A 2020 assessment by the Community Paralegal Pro­gramme of the Catholic Com­mission for Justice and Peace of the Archdiocese of Lilongwe (CCJP Lilongwe) seems to reso­nate well with Bae’s findings.

The assessment found that land -grabbing for large-scale commercial agriculture in Nk­hotakota and Kasungu is nega­tively affecting the livelihoods of the poor subsistence farmers in the two districts.

The findings of the assess­ment established that the costs to the affected communities out­weighed the benefits in that land grabbing is generally driven by a weak communal tenure legal framework and the government’s support for large-scale agro-in­vestments.

The commission is imple­menting the programme with financial support from Charles Stewart-Mott Foundation.

CCJP Lilongwe Governance Officer Mwai Sandram disclosed that their assessment revealed that players behind land grab­bing in the two districts are local elites and traditional leaders and politicians.

Sandram lamented that land acquisition processes in both districts are usually violent and arbitrary, with no compensation offered to the displaced commu­nities.

“Land acquisition here is usually destructive to people’s properties, crops and household incomes, leading to increased food insecurity and poverty among the rural poor.

“It is ironic that even though Malawi is a signatory to interna­tional land governance frame­works, there is still a disjuncture between policy and practice due to the players not complying with the statutes,” Sandram says.

Village Head Mudyawanthu confessed that his forefathers bequeathed the land to Nefuta­la’s family without conditions attached.

He said he does not have in­tentions to repossess the land his forefathers unconditionally gave to the Nefutalas.

“Our biggest problem is greed. I am a traditional leader, but I must confess here that most of our senior chiefs do not know their roles and responsibilities. I am saying this because I expect­ed our senior traditional leaders to defend, safeguard and protect the rights of their poor and mar­ginalised communities without expecting anything in return,” Mudyawanthu said.

He asked the Ministry of Local Government and Rural Development and District Coun­cils to develop deliberate mech­anisms for protecting the rights of the underprivileged people in Malawi.

“Our biggest problem now is that chiefs believe they cannot be held to account. I believe this is because our senior chiefs are ignorant about what is spelt out in the Chiefs Act.

“As such, they have become so greedy that the welfare of their needy and underprivileged communities no longer matters,” Mudyawanthu said.

By the time she granted us an interview on Sunday after, Nefu­tala had sought refuge at her im­mediate neighbour’s home.
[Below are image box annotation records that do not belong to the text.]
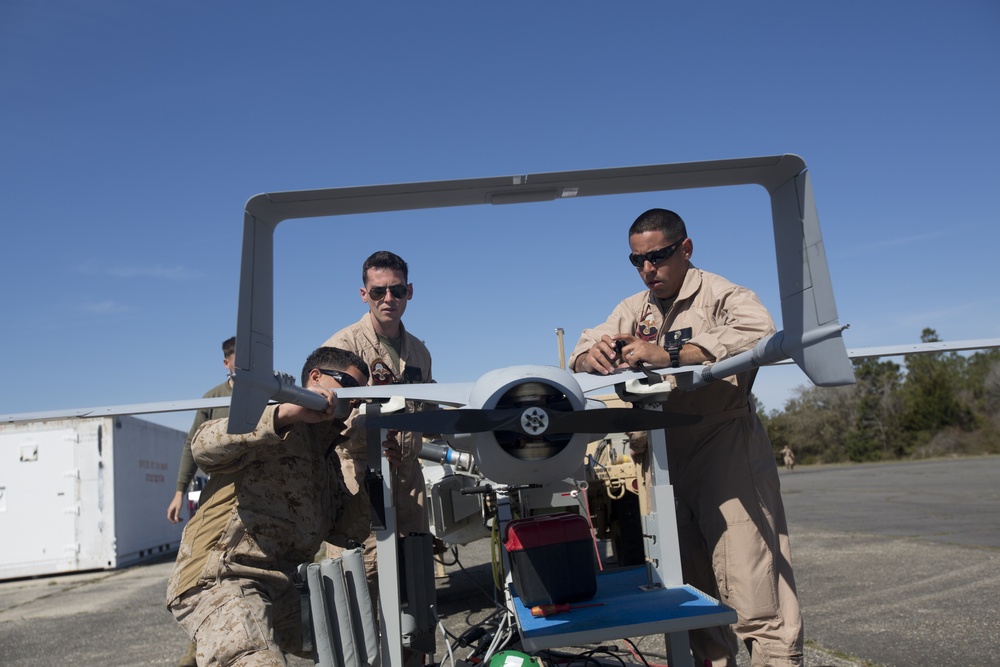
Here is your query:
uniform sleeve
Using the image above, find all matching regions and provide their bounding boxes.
[177,404,212,492]
[569,301,636,371]
[326,484,372,546]
[690,286,775,361]
[191,405,285,475]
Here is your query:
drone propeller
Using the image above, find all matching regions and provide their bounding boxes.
[369,406,701,436]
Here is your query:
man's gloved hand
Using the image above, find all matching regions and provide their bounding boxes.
[625,431,649,459]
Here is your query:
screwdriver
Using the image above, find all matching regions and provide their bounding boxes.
[531,602,604,618]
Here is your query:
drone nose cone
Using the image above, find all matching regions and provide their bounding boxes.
[521,407,549,435]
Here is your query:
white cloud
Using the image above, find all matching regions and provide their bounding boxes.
[77,259,202,282]
[80,300,128,315]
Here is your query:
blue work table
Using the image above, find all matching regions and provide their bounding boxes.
[511,566,736,651]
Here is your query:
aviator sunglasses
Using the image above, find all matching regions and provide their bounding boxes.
[628,238,687,268]
[316,368,361,389]
[368,285,406,301]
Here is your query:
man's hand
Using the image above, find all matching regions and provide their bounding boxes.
[274,386,337,430]
[167,491,184,523]
[382,431,403,471]
[614,334,670,368]
[576,335,624,375]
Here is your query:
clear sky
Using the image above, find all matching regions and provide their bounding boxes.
[0,0,1000,429]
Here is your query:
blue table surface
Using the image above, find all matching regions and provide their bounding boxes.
[513,566,732,639]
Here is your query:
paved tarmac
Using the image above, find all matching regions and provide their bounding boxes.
[0,457,1000,667]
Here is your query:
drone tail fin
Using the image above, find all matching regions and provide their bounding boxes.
[765,164,854,387]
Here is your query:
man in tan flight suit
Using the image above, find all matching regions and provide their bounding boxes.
[569,209,802,667]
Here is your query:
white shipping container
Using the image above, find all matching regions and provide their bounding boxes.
[0,417,186,580]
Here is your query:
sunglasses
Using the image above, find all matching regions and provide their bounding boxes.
[316,368,361,389]
[628,238,687,269]
[368,285,406,301]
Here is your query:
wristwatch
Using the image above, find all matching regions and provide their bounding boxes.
[663,327,691,368]
[664,340,684,368]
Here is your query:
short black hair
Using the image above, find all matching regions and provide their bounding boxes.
[302,347,369,387]
[628,208,687,243]
[361,250,410,286]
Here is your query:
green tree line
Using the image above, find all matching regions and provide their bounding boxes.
[760,329,1000,463]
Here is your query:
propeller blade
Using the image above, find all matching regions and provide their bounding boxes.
[370,407,701,435]
[368,408,524,434]
[548,408,701,433]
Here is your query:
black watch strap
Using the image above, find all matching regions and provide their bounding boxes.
[663,327,691,368]
[667,343,683,368]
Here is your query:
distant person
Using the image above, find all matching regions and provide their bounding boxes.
[167,336,236,524]
[569,209,802,667]
[779,445,795,470]
[324,250,433,665]
[167,347,399,665]
[167,336,236,667]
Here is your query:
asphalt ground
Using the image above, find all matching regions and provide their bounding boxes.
[0,457,1000,667]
“They have chased me out. They came two days ago to tell me to choose between life and death,” she complained.

Nkhotakota CCJP Coordina­tor Precious Rabson and chair­person for the District Tribunal Court and Benga Police Unit Officer in Charge, Kingstone Qanda, acknowledged receipt of the complaint from Nefutala and Mudyawanthu on the matter.

The tribunal is one of the structures CCJP established to resolve land disputes using tra­ditional mechanisms.

“Basically, Mudyawanthu is complaining that his side of the story was not heard. So, we,as CCJP, we are pursuing the matter with relevant authorities at dis­trict council level,” Rabson said.